Monday, October 5, 2009

Does this Great Recession need a WPA?

Facing an unemployment rate of 25 percent and the economic turmoil of the Great Depression, President Roosevelt’s administration proposed and congress passed the National Industrial Recovery Act in May of 1935.

A major component of the act was establishment of the Works Progress Administration.

The WPA was funded with an initial $4.8 billion (approximately $76 billion in today's dollars). The program initially employed 3.4 million people. While the program was in existence from 1935 to 1943 it employed 8 million.

Workers built tens of thousands of roads and highways, repaired as many bridges, schools and other public buildings and also worked to clean cities and provide services to rural areas.

Other programs designed to hire 18 to 25 year olds like the Civilian Conservation Corps were also begun, along with a program named Federal Project One, a program to hire artists that resulted in the creation of more than 200,000 works of art now in the public domain.

Unemployment which peaked at 24.9 percent in 1933 began to fall each year after the WPA began to a low of 14.3 percent in 1937 before a recession took hold that summer causing unemployment to rise back to 19 percent before World War II.

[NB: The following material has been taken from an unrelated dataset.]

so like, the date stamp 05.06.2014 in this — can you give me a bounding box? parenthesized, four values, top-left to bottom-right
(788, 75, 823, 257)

As any first year economics student can tell you lower unemployment means greater prosperity. People with jobs spend money buying products and services that create the need for businesses to hire more people to make more products and provide the additional services.

The National Recovery and Reinvestment Act of 2009 or stimulus bill allocated $787 billion dollars to economic recovery and according to Christina Romer chairman of the president’s Council of Economic Advisors, the bill created, or saved, one million jobs, further claiming that 3.5 million jobs could be "saved or created" by 2011.

Many have disputed those numbers.

What isn’t in dispute is that the WPA of 1935 created jobs, up to two million a year by some estimates. It did this while being able to avoid competing with private firms.

Could a program like this work today? It worked once more than 70 years ago, it could work again and paying a minimum wage of $11.00 an hour minimum for any job would put some wage competition into the private sector which hasn't been accomplished by a minimum wage increase in 2009.

When do we need this new version of the WPA? We needed it on Jan. 21, 2009.

On Jan. 28, 2009 in a speech on the economy and his stimulus plan proposal, President Obama said this, "Most of the money we're investing as part of this plan will get out the door immediately and go directly to job-creation, generating or saving three to four million new jobs. And the vast majority of these jobs will be created in the private sector – because, as these CEOs well know, business, not government, is the engine of growth in this country. But even as this plan puts Americans back to work today, it will also make those critical investments

The plan has not put "Americans back to work today" as the President suggested it would more than eight months ago. The unemployment rate has gone from 7.6 percent in Jan. 2009 to 9.8 percent in Oct.

Did it slow down the numbers of workers being laid off? There is evidence it did, particularly in the public sector.

But the real question, which shall always be unanswered is, would a WPA style program created in January 2009 have not only kept unemployment at the 7.6 percent, could it have lowered unemployment by October?

That is what could have been and no one will know the answer. What we do know is that in the long run, eight months, since the stimulus plan, unemployment has risen dramatically.

Harry Hopkins, an architect of the New Deal and the man who headed the WPA, faced criticism about New Deal projects including the WPA by those who suggested that these programs weren't needed, the critics arguing that the economy would recover in the long run.

Hopkins response, "People don't eat in the long run, they eat every day."

As discussion of the need for a second stimulus plan surfaced recently, I couldn't help but wonder what would happen if five million of the estimated more than 14 million unemployed were to be given jobs with a WPA style agency and placed on the federal payroll doing anything from sweeping sidewalks to assisting in classrooms to repairing roads and bridges. And doing that in the next six months in every state in the union.

The WPA initially employed 3 - 4 million people at a cost in today's dollars of 76 billion. Certainly attempting to employ 6 - 8 million at a cost of around $150 billion or more would stimulate the economy in the long run, wouldn't it?

My guess is we will never know, since the idea isn’t even in the room, never mind on the table.